Alaska’s Division of Geological and Geophysical Services’ Geologic Materials Center is responsible for providing access to publicly available seismic data, although the mechanism for doing this is a work in progress. The eventual concept is something akin to an online shop, where people would be able to order data based on various selection criteria. However, people would have to go to the GMC with a set of hard drives to actually pick the data up, Decker said. And, given constraints on state funding, DNR is working up a fee structure for obtaining data, with the fees used to cover the cost of the data management, he said.

Processing limitations

The processing that the division has been conducting requires a huge amount of data storage, and it only has one high-speed computer server for conducting the work. But the division has made good progress in its quality control efforts and is now about three-quarters of the way through processing the tax credit applications expected to be submitted, Decker said.
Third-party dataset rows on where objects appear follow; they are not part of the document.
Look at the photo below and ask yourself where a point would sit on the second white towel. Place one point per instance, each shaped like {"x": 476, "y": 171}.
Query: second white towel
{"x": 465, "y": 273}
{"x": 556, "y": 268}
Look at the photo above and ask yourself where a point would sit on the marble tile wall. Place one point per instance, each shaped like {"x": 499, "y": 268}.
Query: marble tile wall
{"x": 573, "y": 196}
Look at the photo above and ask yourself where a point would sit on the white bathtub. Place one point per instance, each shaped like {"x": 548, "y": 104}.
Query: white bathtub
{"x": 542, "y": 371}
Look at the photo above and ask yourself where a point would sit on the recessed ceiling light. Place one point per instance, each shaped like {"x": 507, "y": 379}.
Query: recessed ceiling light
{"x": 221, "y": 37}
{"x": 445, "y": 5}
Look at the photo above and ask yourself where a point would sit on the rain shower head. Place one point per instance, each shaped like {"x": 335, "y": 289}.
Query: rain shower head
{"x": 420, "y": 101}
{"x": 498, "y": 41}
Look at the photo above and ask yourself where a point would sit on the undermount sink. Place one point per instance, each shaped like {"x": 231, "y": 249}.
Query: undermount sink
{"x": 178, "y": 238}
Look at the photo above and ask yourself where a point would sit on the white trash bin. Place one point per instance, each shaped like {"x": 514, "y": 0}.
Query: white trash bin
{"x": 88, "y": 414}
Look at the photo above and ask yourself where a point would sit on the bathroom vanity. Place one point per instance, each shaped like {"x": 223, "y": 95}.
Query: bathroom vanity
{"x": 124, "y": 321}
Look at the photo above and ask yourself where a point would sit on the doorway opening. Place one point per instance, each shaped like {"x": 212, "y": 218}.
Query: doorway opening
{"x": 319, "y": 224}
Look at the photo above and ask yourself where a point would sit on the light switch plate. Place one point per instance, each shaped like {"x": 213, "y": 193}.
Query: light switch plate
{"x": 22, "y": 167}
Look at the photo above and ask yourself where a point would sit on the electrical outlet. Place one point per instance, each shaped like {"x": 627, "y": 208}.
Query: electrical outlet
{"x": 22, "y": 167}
Given that the number of these applications is now expected to drop and given current constraints on state expenditure, it is necessary to be cautious about spending money on further computer system upgrades for what will likely prove a temporary bulge in processing, Decker commented.

But the division is beginning to feel time pressure over completing the seismic data management. It has improved the technology that it is using, has significantly improved the efficiency of the data management process and is looking to rearrange some staff assignments, to make more people available to help with the effort, despite reductions in the state administration’s headcount, Decker said.